It seems Trump might agree with that estimate. While waxing lyrical about his planned crimes against humanity, Trump said “we’re talking about probably 1.7 million, maybe 1.8 million” people in Gaza who would need to be moved. If only reporters at Trump’s press conferences would ask him if he knows exactly how many people are dead, eh? However, it would seem that much of the US press simply aren’t that interested. Other people have been very open that they want certain types of human beings to exist in Gaza – just not Palestinians. Last March, for example, Jared Kushner salivated about the prospect of building waterfront property in Gaza and said Israel should move Palestinians into the Negev desert while it “cleans up” the strip. Settler activists have also been scouting locations for Jewish settlements in North Gaza.

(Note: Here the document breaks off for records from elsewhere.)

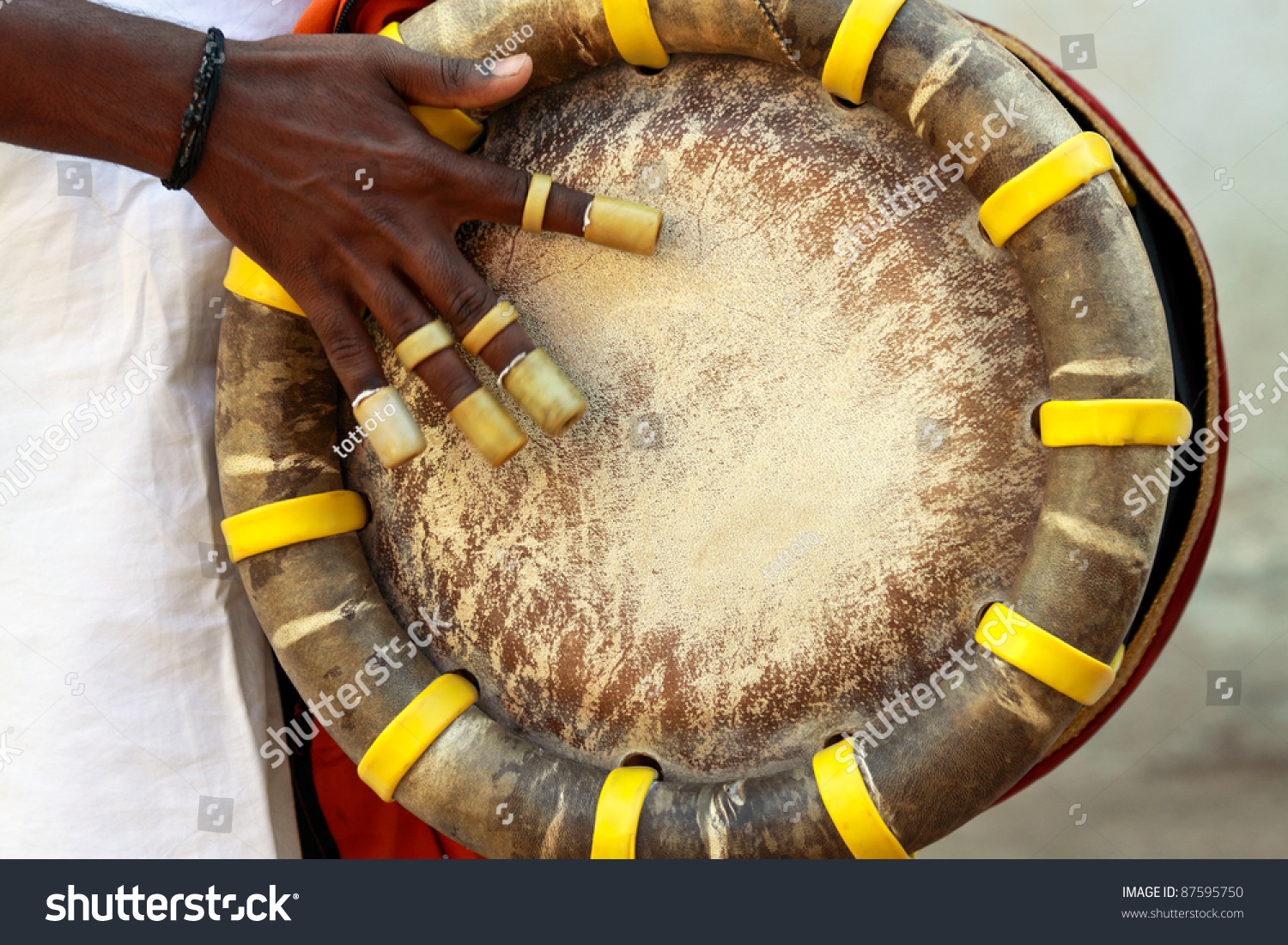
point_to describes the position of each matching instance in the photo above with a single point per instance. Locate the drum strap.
(294, 520)
(857, 40)
(631, 27)
(450, 125)
(412, 731)
(1048, 182)
(1043, 657)
(249, 280)
(617, 816)
(847, 798)
(1118, 422)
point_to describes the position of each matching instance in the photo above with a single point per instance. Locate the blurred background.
(1200, 88)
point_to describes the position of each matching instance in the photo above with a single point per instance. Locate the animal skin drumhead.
(800, 476)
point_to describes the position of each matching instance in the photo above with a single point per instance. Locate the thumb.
(446, 82)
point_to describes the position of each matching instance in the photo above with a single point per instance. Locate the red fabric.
(365, 827)
(1190, 576)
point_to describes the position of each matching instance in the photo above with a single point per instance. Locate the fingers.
(446, 82)
(491, 331)
(456, 290)
(347, 344)
(499, 195)
(401, 313)
(507, 196)
(425, 348)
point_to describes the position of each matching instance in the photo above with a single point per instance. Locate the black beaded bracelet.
(201, 110)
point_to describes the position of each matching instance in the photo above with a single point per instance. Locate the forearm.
(82, 79)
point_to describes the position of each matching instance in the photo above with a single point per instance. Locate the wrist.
(87, 80)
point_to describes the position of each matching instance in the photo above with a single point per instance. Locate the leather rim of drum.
(324, 613)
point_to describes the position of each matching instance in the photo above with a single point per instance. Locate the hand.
(295, 116)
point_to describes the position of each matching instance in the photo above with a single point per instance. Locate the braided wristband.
(201, 110)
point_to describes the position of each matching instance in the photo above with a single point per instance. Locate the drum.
(871, 512)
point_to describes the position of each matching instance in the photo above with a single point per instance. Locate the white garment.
(134, 689)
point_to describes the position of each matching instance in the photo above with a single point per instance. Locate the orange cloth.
(368, 17)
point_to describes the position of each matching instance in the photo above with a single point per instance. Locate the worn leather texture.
(607, 590)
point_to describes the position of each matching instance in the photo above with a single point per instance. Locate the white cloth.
(134, 689)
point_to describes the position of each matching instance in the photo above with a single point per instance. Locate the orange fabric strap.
(368, 17)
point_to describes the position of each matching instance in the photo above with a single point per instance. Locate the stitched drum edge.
(1146, 178)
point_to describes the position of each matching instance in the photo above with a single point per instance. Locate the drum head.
(800, 474)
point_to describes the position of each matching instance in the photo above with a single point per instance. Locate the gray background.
(1200, 87)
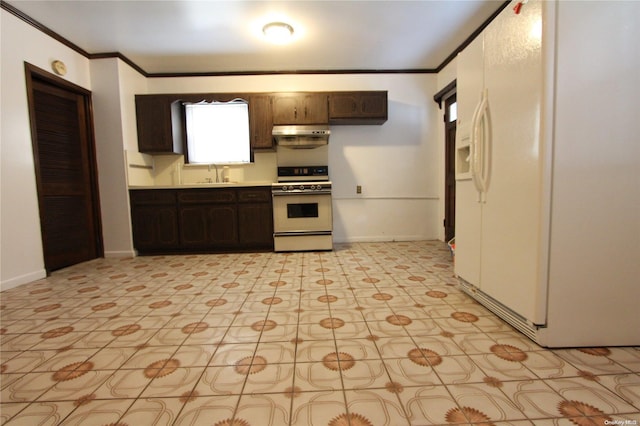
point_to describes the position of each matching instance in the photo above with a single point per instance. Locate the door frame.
(32, 73)
(448, 96)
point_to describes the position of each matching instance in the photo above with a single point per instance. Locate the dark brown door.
(450, 167)
(64, 155)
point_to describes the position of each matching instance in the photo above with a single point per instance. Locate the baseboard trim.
(120, 254)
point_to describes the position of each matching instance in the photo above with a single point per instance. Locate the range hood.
(302, 136)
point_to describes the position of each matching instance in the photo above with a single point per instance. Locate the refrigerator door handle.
(474, 151)
(487, 139)
(479, 142)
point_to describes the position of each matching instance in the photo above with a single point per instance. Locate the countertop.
(205, 185)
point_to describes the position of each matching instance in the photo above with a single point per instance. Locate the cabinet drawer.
(152, 197)
(257, 195)
(207, 196)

So, again, if you’re shocked by Trump’s comments about Gaza then you simply haven’t been paying attention. There are hundreds of documented statements from high-profile Israeli figures calling for the complete destruction of Gaza. And a growing list of genocide experts and human rights groups have termed what Israel has been doing in Gaza a “genocide”. Not many foreigners have been allowed into Gaza to see that destruction for themselves, but those that have gone in come out saying much the same thing. Last November, for example, Jan Egeland, secretary general of the Norwegian Refugee Council, returned from a trip to Gaza and told BBC Radio the situation in the north was a “besiegement within a besiegement”. Egleland stressed: “This is not self-defence. This is the systematic destruction of Gaza.”

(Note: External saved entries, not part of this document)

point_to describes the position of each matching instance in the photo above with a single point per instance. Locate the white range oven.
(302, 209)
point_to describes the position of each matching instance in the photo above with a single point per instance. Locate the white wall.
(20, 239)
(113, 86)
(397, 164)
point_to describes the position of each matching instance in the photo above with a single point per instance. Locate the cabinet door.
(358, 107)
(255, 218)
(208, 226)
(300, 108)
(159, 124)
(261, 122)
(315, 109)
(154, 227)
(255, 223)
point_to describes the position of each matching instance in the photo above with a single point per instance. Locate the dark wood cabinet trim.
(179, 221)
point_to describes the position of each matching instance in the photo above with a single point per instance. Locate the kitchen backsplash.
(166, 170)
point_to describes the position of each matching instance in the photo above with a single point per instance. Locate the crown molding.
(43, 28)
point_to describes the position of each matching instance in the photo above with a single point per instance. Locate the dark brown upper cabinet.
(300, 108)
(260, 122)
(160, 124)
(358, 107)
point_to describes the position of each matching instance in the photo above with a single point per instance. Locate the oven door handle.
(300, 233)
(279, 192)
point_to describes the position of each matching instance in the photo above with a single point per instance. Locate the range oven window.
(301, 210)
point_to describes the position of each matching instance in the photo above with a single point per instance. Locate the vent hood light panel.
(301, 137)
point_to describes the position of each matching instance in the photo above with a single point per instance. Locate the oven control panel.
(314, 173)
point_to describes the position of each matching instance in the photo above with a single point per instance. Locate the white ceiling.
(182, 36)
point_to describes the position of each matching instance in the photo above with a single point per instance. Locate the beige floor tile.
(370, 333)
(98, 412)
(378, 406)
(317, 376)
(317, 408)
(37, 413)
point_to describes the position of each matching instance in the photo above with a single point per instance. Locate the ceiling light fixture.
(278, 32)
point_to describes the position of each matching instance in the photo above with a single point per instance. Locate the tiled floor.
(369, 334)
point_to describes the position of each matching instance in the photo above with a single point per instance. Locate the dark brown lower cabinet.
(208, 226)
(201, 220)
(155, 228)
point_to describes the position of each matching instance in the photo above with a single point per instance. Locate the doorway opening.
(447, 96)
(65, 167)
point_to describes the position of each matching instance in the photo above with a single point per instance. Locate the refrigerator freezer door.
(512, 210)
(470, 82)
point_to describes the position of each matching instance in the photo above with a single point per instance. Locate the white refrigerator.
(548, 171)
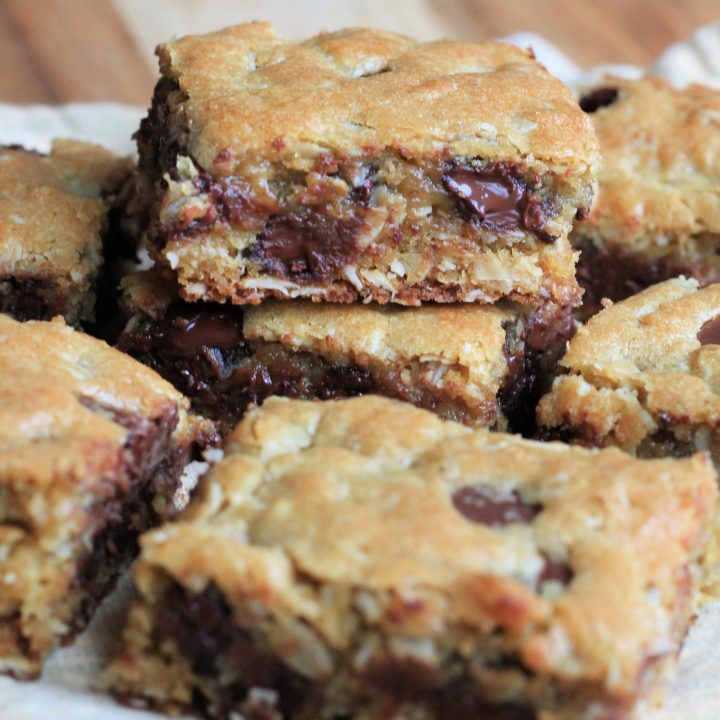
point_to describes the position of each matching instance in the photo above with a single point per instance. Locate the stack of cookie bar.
(348, 177)
(358, 214)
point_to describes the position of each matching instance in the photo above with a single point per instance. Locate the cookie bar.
(362, 164)
(92, 444)
(643, 375)
(53, 216)
(478, 364)
(657, 211)
(364, 559)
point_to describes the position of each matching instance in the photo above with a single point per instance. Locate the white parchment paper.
(63, 692)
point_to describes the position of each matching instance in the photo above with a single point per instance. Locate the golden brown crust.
(341, 514)
(52, 218)
(79, 424)
(332, 169)
(331, 92)
(637, 375)
(658, 183)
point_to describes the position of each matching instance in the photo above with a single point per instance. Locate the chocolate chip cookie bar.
(53, 217)
(657, 211)
(92, 444)
(644, 375)
(481, 365)
(364, 559)
(362, 164)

Perhaps what is most disgusting about all this is the gaslighting; Trump’s attempts to dress up his plans for forced relocation as some sort of act of humanitarianism. On the contrary, it is violation of international law. Responding to Trump’s comments, Rashida Tlaib, a Palestinian American member of Congress, said: “Palestinians aren’t going anywhere. This president can only spew this fanatical bullshit because of bipartisan support in Congress for funding genocide and ethnic cleansing. It’s time for my two-state solution colleagues to speak up.” Tlaib is quite right, but she should also have mentioned the media. Another reason Trump can spew this “fanatical bullshit” is because much of the western media have been complicit in dehumanizing Palestinians and normalizing what many experts have termed a genocide.